Mucha gente me pregunta por qué escribo a veces tantas sandeces, cuando en nuestro entorno sobran muchos temas graves y preocupantes más merecedores de ser tratados en una columna periodística seria.
Tienen razón quienes así piensan.
Pero yo también tengo mis razones para querer escapar de vez en cuando de esta selva que nos quita el sueño a unos y otros.
Ya lo he explicado en ocasiones anteriores: el origen y “leitmotive” de este espacio es, precisamente, el deseo de llevar al público lector la idea de que un director de periódico no es un “gurú” que tiene en sus manos las respuestas y soluciones de todos los problemas, por intrincados y difíciles, que sean, sino un simple mortal de carne y hueso cuya función en la vida es recoger y divulgar información sobre lo que pasa en este mundo “ancho y ajeno”.
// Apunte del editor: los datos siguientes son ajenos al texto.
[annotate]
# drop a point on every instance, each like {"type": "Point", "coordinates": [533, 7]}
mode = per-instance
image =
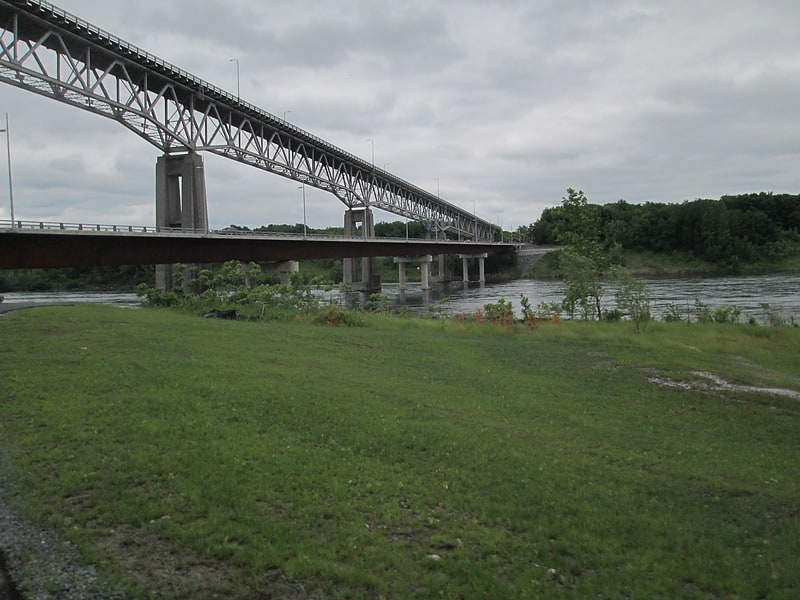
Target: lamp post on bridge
{"type": "Point", "coordinates": [303, 187]}
{"type": "Point", "coordinates": [372, 142]}
{"type": "Point", "coordinates": [238, 94]}
{"type": "Point", "coordinates": [7, 131]}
En otras palabras, el director de periódico es un ser humano común y corriente que, al igual que todo hijo de vecino, va al supermercado, disfruta oyendo música, gusta andar descalzo en la intimidad de su hogar, duerme siesta, ríe y llora según el caso, y está muy lejos de ser un semidios inaccesible, como podrían pensar algunos.
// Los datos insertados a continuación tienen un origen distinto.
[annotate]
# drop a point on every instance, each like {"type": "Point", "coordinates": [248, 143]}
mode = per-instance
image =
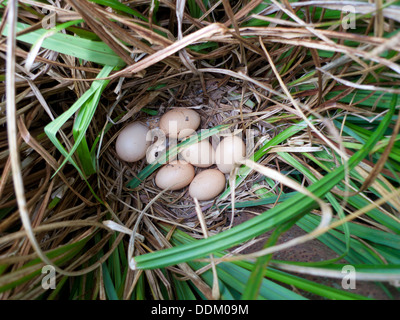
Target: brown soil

Por mi parte, no quiero perder mi simple condición de persona normal, y por eso escribo sobre temas serios o sobre asuntos triviales, según sea mi estado de ánimo al momento de sentarme frente al computador.
Este de hoy, por ejemplo, podría considerarse una tontería o una profunda reflexión, dependiendo también del estado de ánimo del lector que se haya atrevido a llegar hasta aquí.